15-year investment in EPF vs. mutual funds

Sensex vs EPF - 15 years of investing

The result shows that in most of the 300+ cases in this simulation, Mr S, the stock investor, comes out ahead. Only in some extreme market events, like the post-Harshad Mehta years, the 2008 global financial crisis or the 2020 COVID-19 crash, did the EPF portfolio do better in 13% cases.

Sensex vs EPF - XIRR of 15 years of investing

In this chart, we see how the returns of the EPF investment have risen and later fallen with EPF rates while that of the Sensex investment has been unpredictable.

Since EPF is a longer term investment, we will now compare EPF with mutual funds for 20,25 and 30 year holding periods with the same analysis methodology.

20-year investment in EPF vs. mutual funds

Sensex vs EPF - 20 years of investing

Sensex vs EPF - XIRR of 20 years of investing

25-year investment in EPF vs. mutual funds

Sensex vs EPF - 25 years of investing

Sensex vs EPF - XIRR of 25 years of investing

30-year investment in EPF vs. mutual funds

Sensex vs EPF - 30 years of investing

Sensex vs EPF - XIRR of 30 years of investing

The clear conclusion here is that for longer holding periods, investment in mutual funds has beaten EPF in all cases where data is available.

Conclusions

Caveats with the analysis

We should keep in mind the following points while concluding anything from this analysis:

  • the analysis uses ~45 years of data, but that does not mean that the trends seen in the past will repeat in the future
  • some active mutual funds with sufficient long history may have beaten the Sensex over most of these periods and hence do not change the conclusion
  • a “dumb” SIP in stocks is unpredictable, and returns vary considerably based on the ending point of the 15 years.
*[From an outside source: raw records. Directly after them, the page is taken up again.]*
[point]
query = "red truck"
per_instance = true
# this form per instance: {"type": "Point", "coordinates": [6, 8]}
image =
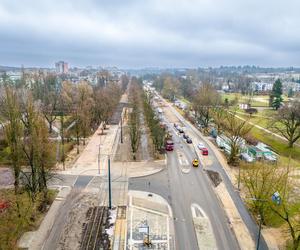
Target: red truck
{"type": "Point", "coordinates": [169, 145]}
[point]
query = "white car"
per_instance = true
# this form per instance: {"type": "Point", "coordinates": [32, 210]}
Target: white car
{"type": "Point", "coordinates": [201, 145]}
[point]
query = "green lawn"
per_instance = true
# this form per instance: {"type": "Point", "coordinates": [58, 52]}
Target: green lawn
{"type": "Point", "coordinates": [11, 226]}
{"type": "Point", "coordinates": [278, 145]}
{"type": "Point", "coordinates": [256, 100]}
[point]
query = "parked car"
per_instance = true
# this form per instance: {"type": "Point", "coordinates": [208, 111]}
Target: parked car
{"type": "Point", "coordinates": [200, 145]}
{"type": "Point", "coordinates": [180, 130]}
{"type": "Point", "coordinates": [195, 163]}
{"type": "Point", "coordinates": [204, 151]}
{"type": "Point", "coordinates": [185, 136]}
{"type": "Point", "coordinates": [246, 157]}
{"type": "Point", "coordinates": [189, 140]}
{"type": "Point", "coordinates": [271, 158]}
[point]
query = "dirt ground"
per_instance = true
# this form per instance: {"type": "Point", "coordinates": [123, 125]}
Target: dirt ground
{"type": "Point", "coordinates": [67, 230]}
{"type": "Point", "coordinates": [72, 156]}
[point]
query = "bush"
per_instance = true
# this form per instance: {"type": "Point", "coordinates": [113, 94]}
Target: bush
{"type": "Point", "coordinates": [251, 111]}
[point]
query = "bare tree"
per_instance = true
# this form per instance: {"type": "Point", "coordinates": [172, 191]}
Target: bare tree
{"type": "Point", "coordinates": [205, 101]}
{"type": "Point", "coordinates": [261, 181]}
{"type": "Point", "coordinates": [13, 130]}
{"type": "Point", "coordinates": [235, 129]}
{"type": "Point", "coordinates": [134, 117]}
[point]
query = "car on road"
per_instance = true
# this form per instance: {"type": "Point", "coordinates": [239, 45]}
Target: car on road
{"type": "Point", "coordinates": [185, 136]}
{"type": "Point", "coordinates": [180, 130]}
{"type": "Point", "coordinates": [246, 157]}
{"type": "Point", "coordinates": [189, 140]}
{"type": "Point", "coordinates": [204, 151]}
{"type": "Point", "coordinates": [200, 145]}
{"type": "Point", "coordinates": [195, 163]}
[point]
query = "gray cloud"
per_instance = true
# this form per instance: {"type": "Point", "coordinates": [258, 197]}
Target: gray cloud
{"type": "Point", "coordinates": [150, 32]}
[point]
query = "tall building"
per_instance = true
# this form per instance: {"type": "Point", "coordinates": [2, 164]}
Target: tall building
{"type": "Point", "coordinates": [61, 67]}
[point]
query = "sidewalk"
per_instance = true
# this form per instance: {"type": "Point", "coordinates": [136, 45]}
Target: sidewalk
{"type": "Point", "coordinates": [241, 231]}
{"type": "Point", "coordinates": [89, 161]}
{"type": "Point", "coordinates": [34, 240]}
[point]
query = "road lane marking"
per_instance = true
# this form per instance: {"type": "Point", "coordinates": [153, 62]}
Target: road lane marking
{"type": "Point", "coordinates": [203, 229]}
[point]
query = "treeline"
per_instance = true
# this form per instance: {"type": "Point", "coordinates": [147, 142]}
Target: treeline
{"type": "Point", "coordinates": [30, 108]}
{"type": "Point", "coordinates": [157, 132]}
{"type": "Point", "coordinates": [134, 116]}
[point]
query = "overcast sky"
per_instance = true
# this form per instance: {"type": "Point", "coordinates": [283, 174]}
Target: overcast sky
{"type": "Point", "coordinates": [147, 33]}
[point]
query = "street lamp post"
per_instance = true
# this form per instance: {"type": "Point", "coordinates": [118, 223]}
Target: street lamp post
{"type": "Point", "coordinates": [259, 231]}
{"type": "Point", "coordinates": [109, 184]}
{"type": "Point", "coordinates": [122, 127]}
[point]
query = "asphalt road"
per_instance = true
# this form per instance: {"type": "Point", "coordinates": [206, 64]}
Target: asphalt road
{"type": "Point", "coordinates": [183, 189]}
{"type": "Point", "coordinates": [216, 166]}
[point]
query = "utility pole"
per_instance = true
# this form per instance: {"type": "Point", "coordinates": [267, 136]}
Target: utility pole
{"type": "Point", "coordinates": [259, 231]}
{"type": "Point", "coordinates": [109, 184]}
{"type": "Point", "coordinates": [99, 154]}
{"type": "Point", "coordinates": [122, 127]}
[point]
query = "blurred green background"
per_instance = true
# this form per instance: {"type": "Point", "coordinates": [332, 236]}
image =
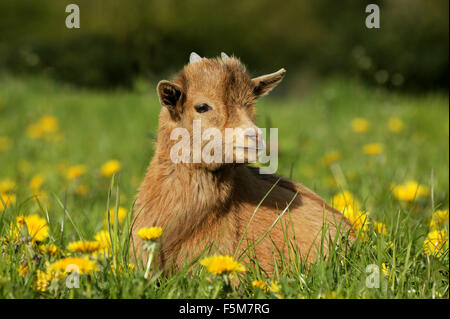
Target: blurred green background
{"type": "Point", "coordinates": [121, 41]}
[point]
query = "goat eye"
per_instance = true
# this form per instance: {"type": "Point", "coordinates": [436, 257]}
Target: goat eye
{"type": "Point", "coordinates": [202, 108]}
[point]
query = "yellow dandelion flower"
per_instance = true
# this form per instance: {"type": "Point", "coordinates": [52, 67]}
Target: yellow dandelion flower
{"type": "Point", "coordinates": [330, 158]}
{"type": "Point", "coordinates": [438, 218]}
{"type": "Point", "coordinates": [110, 167]}
{"type": "Point", "coordinates": [51, 250]}
{"type": "Point", "coordinates": [344, 199]}
{"type": "Point", "coordinates": [48, 124]}
{"type": "Point", "coordinates": [373, 149]}
{"type": "Point", "coordinates": [384, 269]}
{"type": "Point", "coordinates": [121, 213]}
{"type": "Point", "coordinates": [81, 265]}
{"type": "Point", "coordinates": [395, 124]}
{"type": "Point", "coordinates": [380, 228]}
{"type": "Point", "coordinates": [35, 225]}
{"type": "Point", "coordinates": [5, 143]}
{"type": "Point", "coordinates": [275, 287]}
{"type": "Point", "coordinates": [82, 189]}
{"type": "Point", "coordinates": [22, 270]}
{"type": "Point", "coordinates": [434, 244]}
{"type": "Point", "coordinates": [409, 191]}
{"type": "Point", "coordinates": [221, 264]}
{"type": "Point", "coordinates": [84, 246]}
{"type": "Point", "coordinates": [43, 279]}
{"type": "Point", "coordinates": [150, 233]}
{"type": "Point", "coordinates": [7, 200]}
{"type": "Point", "coordinates": [75, 171]}
{"type": "Point", "coordinates": [360, 125]}
{"type": "Point", "coordinates": [7, 185]}
{"type": "Point", "coordinates": [259, 284]}
{"type": "Point", "coordinates": [36, 183]}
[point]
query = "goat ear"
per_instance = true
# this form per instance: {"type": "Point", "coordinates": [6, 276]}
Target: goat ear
{"type": "Point", "coordinates": [169, 93]}
{"type": "Point", "coordinates": [265, 83]}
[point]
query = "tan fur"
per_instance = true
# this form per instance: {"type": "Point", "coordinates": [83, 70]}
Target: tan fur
{"type": "Point", "coordinates": [201, 204]}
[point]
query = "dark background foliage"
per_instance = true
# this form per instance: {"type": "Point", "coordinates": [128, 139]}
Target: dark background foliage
{"type": "Point", "coordinates": [120, 41]}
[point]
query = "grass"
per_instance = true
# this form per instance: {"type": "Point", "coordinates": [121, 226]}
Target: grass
{"type": "Point", "coordinates": [97, 126]}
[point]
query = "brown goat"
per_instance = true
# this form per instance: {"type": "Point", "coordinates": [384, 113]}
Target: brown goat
{"type": "Point", "coordinates": [198, 204]}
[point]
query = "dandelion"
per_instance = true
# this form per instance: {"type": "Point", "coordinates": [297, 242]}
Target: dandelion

Instead, the right way to follow goal-based investing and reduce equity allocation as the goal comes closer
  • we exclude the tax benefit under 80C for the EPF investment since it is straightforward to max out the ₹150,000 limit using other eligible investments

Can we use this data to say that “stocks are usually better than EPF”? That is mostly true. However, EPF has some benefits like guaranteed tax-free returns that stocks do not have.

There is another point that we need to keep in mind. From 2015 onwards, the EPFO is allowed to invest from 5-15% of its corpus (starting with fresh inflows) into the stock market via exchange traded funds. Therefore the fixed return of the EPF is somewhat contradictory given that the EPF portfolio now holds both bonds and stocks.

Does it make sense to invest in EPF?

We should not construct a portfolio for long-term goals only with stocks since we have shown before that the end result of such a portfolio is unknown. The better option is to create a portfolio with both debt and equity as asset classes and rebalance between the two per an appropriate glide path.

Given that the EPF is mandatory for salaried employees, it cannot be avoided. However, as per the results of this article, extra investments via the VPF for those who are salaried may be avoided. We will cover the alternative to EPF/VPF in a future article.